Mr. Speaker, I am pleased to rise tonight to speak on this issue. It is an issue that I have thought long and hard about during the 10 years that I have been elected.
To put the remarks I want to make tonight in context, I am reminded of a poster that a friend of mine has on the wall of his office. It says for every complex problem there is a simple answer and it is wrong.
That is the problem I have with this bill. Reform of the Senate is a very important issue. It is one that members on this side of the House have been wrestling with for decades. It is one that the Senate has wrestled with.
I really find it very difficult when I see Senators depicted in the way the Reform Party chooses to depict them. I am not certain what cause is advanced by slandering honest, hardworking Canadians who choose to serve their country. I do not understand how that furthers the cause of democracy.
There are a lot of very talented Canadians who work in the other place. They do good work on behalf of the country and they want reform. When hon. members read the joint Senate reports of 1984, 1987, 1992, Senators were calling for reform of the Senate, calling for election.

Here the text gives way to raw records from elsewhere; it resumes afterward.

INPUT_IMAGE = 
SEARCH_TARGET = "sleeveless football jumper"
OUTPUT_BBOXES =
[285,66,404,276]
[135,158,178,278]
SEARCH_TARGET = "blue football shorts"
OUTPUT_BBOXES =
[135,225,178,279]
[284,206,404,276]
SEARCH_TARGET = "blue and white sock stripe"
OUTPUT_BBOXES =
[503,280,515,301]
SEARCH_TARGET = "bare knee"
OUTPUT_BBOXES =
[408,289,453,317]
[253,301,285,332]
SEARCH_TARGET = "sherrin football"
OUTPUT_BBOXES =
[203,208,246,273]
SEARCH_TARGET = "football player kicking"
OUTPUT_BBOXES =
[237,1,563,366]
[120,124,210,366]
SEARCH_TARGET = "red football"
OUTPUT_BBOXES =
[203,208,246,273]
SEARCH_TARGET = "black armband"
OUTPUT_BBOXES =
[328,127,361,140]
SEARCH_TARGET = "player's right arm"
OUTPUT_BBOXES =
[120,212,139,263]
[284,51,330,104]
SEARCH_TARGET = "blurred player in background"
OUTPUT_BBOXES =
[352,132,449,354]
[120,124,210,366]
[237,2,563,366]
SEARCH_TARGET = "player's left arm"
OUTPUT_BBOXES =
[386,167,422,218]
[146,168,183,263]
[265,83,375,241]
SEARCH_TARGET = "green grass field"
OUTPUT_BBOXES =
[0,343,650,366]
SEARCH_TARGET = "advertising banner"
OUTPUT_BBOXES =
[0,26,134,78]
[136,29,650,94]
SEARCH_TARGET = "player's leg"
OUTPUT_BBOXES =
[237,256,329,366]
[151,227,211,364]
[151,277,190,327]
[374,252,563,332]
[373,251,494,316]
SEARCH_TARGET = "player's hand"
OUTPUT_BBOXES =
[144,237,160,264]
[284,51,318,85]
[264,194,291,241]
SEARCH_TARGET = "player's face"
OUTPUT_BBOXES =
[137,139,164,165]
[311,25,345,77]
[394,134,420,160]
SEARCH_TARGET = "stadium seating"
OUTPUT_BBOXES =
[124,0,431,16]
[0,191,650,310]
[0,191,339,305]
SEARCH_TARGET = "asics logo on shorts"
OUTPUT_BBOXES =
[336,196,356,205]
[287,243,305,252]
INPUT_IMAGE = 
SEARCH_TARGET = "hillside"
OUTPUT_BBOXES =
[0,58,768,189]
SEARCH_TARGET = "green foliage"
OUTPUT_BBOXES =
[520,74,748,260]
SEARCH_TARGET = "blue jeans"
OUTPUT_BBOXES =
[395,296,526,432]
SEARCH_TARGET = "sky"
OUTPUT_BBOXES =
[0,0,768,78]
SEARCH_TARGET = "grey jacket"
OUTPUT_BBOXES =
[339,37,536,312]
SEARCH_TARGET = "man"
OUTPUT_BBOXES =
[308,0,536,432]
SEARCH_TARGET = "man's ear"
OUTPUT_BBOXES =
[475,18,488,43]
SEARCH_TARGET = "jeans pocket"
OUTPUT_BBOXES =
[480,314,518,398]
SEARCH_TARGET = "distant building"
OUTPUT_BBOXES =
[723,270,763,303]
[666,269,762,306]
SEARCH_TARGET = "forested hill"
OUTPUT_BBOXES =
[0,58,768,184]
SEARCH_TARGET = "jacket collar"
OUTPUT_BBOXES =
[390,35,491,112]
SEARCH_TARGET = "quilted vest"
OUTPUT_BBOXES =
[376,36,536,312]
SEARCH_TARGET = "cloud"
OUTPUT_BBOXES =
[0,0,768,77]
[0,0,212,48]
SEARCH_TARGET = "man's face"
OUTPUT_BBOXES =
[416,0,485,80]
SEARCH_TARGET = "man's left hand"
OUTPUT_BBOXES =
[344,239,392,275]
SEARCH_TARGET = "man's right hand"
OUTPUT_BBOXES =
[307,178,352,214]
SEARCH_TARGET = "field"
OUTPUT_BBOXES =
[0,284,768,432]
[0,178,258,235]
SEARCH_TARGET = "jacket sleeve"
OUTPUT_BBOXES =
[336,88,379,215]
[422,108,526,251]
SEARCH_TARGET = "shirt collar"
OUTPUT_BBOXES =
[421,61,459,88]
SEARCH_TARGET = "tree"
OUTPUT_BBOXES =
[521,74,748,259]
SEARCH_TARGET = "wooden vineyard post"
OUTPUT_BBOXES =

What is a little confusing in the Reform's approach to this is that the very election cited, the appointment of Stan Waters to the Senate by former Prime Minister Mulroney, was done out of respect for section 4 of the Meech Lake accord which called for a process of appointment upon the recommendation of the province.
This is the example the Reform Party would put forward of how this should work. It was an example that was part of Meech Lake and yet, as I recall, it was the Reform Party that campaigned against Meech Lake and fought for its demise.